Publicado em 10/03/2014
Ser ou não ser um especialista técnico? Eis a questão – final
Nessa semana, para completar essa série de três artigos, vou expor a minha opinião sobre esse tema polêmico – os profissionais envolvidos com o gerenciamento de projetos devem, ou não, ser especialistas técnicos? Minha intensão é apresentar a minha opinião e os principais argumentos que a sustente.
Em primeiro lugar devemos analisar duas dimensões que influenciam muito na necessidade dos profissionais envolvidos com o gerenciamento de projetos serem especialistas técnicos, ou não: o tamanho e complexidade do projeto (ou organização); e o nível de maturidade em gerenciamento de projetos da organização.

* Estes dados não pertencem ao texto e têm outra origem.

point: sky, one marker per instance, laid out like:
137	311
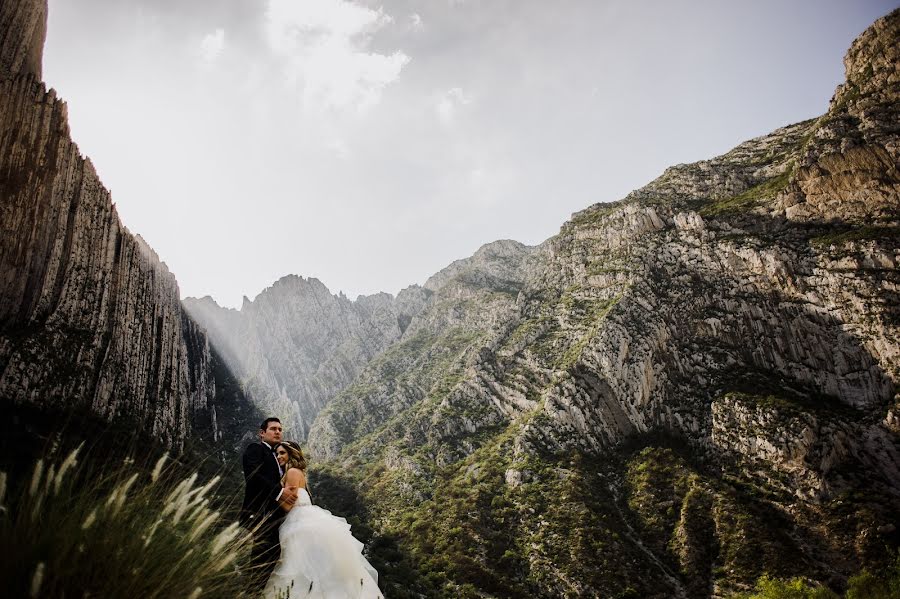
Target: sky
369	144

Quando consideramos o tamanho e complexidade de um projeto, ou de uma organização, a necessidade do conhecimento técnico do Gerente de Projeto é inversamente proporcional ao seu tamanho. Na maioria das vezes, um projeto pequeno, desenvolvido numa organização de pequeno porte, tem um orçamento restrito que impacta diretamente no tamanho da equipe que atuará na sua execução. Nesses casos, o gerenciamento do projeto é executado por um profissional sênior, que tenha experiência para isso, que acaba acumulando algumas funções que, em projetos maiores e mais complexos, são executadas por pessoas diferentes. Por exemplo, em um projeto de construção ou reforma residencial, o Gerente do Projeto pode ser o engenheiro responsável pela obra, que acumula essa função; em um projeto de lançamento de um novo produto, o Gerente do Projeto pode ser o Gerente da família de Produtos da qual o lançamento fará parte.
Em contra partida, em projetos grandes e complexos, que envolvam várias disciplinas e especialidades distintas, como os projetos de construção industrial ou de infraestrutura, ou o lançamento internacional de uma linha de produtos, as equipes são maiores e mais especializadas, e as atividades e necessidades de gerenciamento, mais complexas e em maior quantidade. Nesses casos, é importante que a equipe de gerenciamento tenha pleno domínio das técnicas, processos e ferramentas de gerenciamento, garantindo através de sua aplicação, o sucesso do projeto. Grandes projetos têm escopos complexos e orçamentos vultosos, que permitem a formação de uma equipe de especialistas em todas as disciplinas, inclusive em gerenciamento. A equipe de gerenciamento deve ser formada por profissionais que detenham o conhecimento e a experiência necessária para gerenciar o projeto, deixando os aspectos técnicos sob a responsabilidade das equipes especialistas de cada disciplina.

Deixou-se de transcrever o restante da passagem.